Artık çok büyük bir çoğunluk, yeni iş yapış normali olarak Agile konusunda hemfikir (tarihin bir anında bilgisayar kullanımı konusunda olduğu gibi), aynı şekilde henüz hemfikir olunamayan nokta ise, Agile’ın organizasyona daha geniş yansımasının ne derecede olacağı.
"…bu sonuçları yalnızca buhar motorunu çıkarıp yerine bir elektrik motoru koyarak elde edemezdiniz."
Nasıl sadece buhar motorunu çıkarıp yerine elektrik motoru koymanın kazandırdığı fayda paradoks denilecek kadar sınırlıysa, sadece birkaç takımda eski pratikleri Agile pratikler ile değiştirmek fayda açısından -her ne kadar takım seviyesinde kendi etki alanlarında fayda gösterse de- oldukça sınırlı kalmaktadır.

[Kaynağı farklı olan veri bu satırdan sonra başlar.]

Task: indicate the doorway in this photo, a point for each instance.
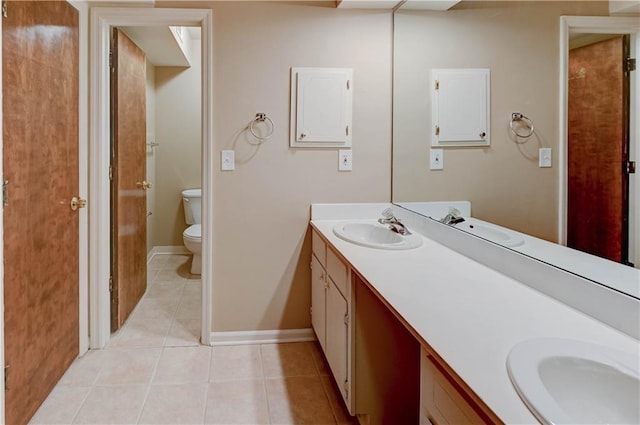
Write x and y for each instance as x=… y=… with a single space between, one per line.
x=577 y=25
x=598 y=147
x=102 y=22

“…elektrikten fayda sağlaması için farklı bir şekilde düşünmesi gerekiyordu.”
Agile yapmak (doing Agile) ve Agile olmak (being Agile) kavramlarını hatırlarsanız, aslında aynı konuya vurgu yaptığını göreceksiniz. Bir noktadan sonra organizasyonun farklı bir düşünce biçimini benimsemesi, fiziksel, davranışsal ve kültürel değişimlerle pratikleri desteklemesi gerekiyor ki, gözle görülür faydalar ortaya çıkabilsin.

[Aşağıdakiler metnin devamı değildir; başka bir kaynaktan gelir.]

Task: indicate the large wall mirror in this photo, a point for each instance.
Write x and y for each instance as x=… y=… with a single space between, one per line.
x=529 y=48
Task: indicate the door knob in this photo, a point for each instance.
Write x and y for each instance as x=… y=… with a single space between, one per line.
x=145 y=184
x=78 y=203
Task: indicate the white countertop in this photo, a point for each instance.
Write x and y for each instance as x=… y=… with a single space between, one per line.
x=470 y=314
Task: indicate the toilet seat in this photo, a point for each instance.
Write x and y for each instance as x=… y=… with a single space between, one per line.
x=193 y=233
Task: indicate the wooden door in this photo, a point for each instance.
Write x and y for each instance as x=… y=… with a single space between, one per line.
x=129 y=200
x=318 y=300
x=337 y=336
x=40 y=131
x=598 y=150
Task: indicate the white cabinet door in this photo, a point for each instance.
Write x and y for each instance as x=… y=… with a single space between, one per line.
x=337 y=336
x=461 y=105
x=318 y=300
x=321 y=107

“Önemli olan şirketlerin yeni bilgisayarları kurarken onların potansiyellerinden faydalanmak için yeniden organize olmaya istekli olup olmadıklarıydı.”
Sonuçta hepimiz hayatımızda bazı şeylerin bizim için daha iyi olabileceğini öngörüyoruz ya da biliyoruz ya da başkalarından görüyoruz. Asıl nokta sanırım burası: iyi de o şeyi yapmaya istekli miyiz? Burası, istermiş gibi yapmakla gerçekten istemek arasındaki farkın ortaya çıktığı alan.

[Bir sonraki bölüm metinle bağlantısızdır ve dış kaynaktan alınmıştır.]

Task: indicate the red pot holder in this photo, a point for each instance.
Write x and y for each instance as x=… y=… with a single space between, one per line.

Özetle, görüyoruz ki halen biz elektrik motorunun 1900’lerini yaşıyoruz. 1920’lere gelebilmek için daha yolumuz var. Şu an için sanırım ben de “Agile çağını her yerde görebiliriz ancak bazı istatistikler hariç.” dersem, belki seneye Nobel ödülünü bana verirler :). Eğer bu paradoksu aşmak istiyorsak, bu da, Brynjolfsson ve Hitt’in belirttiği gibi, bazı şeyleri daha farklı düşünmeye ve ele almaya istekli olup olmadığımıza bağlı.
Bu hikayede değinilmesi gereken önemli bir nokta daha var: hem elektrik motoru hem de bilgisayar çağında, organizasyonlarda değişimin akşamdan sabaha olmadığı. Agile dönüşümlerin de geçmişte yaşananlar gibi zaman alacak bir evrimsel yolculuk olduğunu görmek gerekir. (Bu konu başka bir yazının konusu olabilecek kadar uzun olabilir, bir sonrakine kalsın…)
Not: Umarım okumayı bitirdiğinizde, başlıktan etkilenip yazıyı Agile ve üretkenlik kalıbına indirgememişsinizdir. Eğer öyleyse lütfen bir kez daha okuyunuz. Vermek istediği bakış açısı daha da geniş.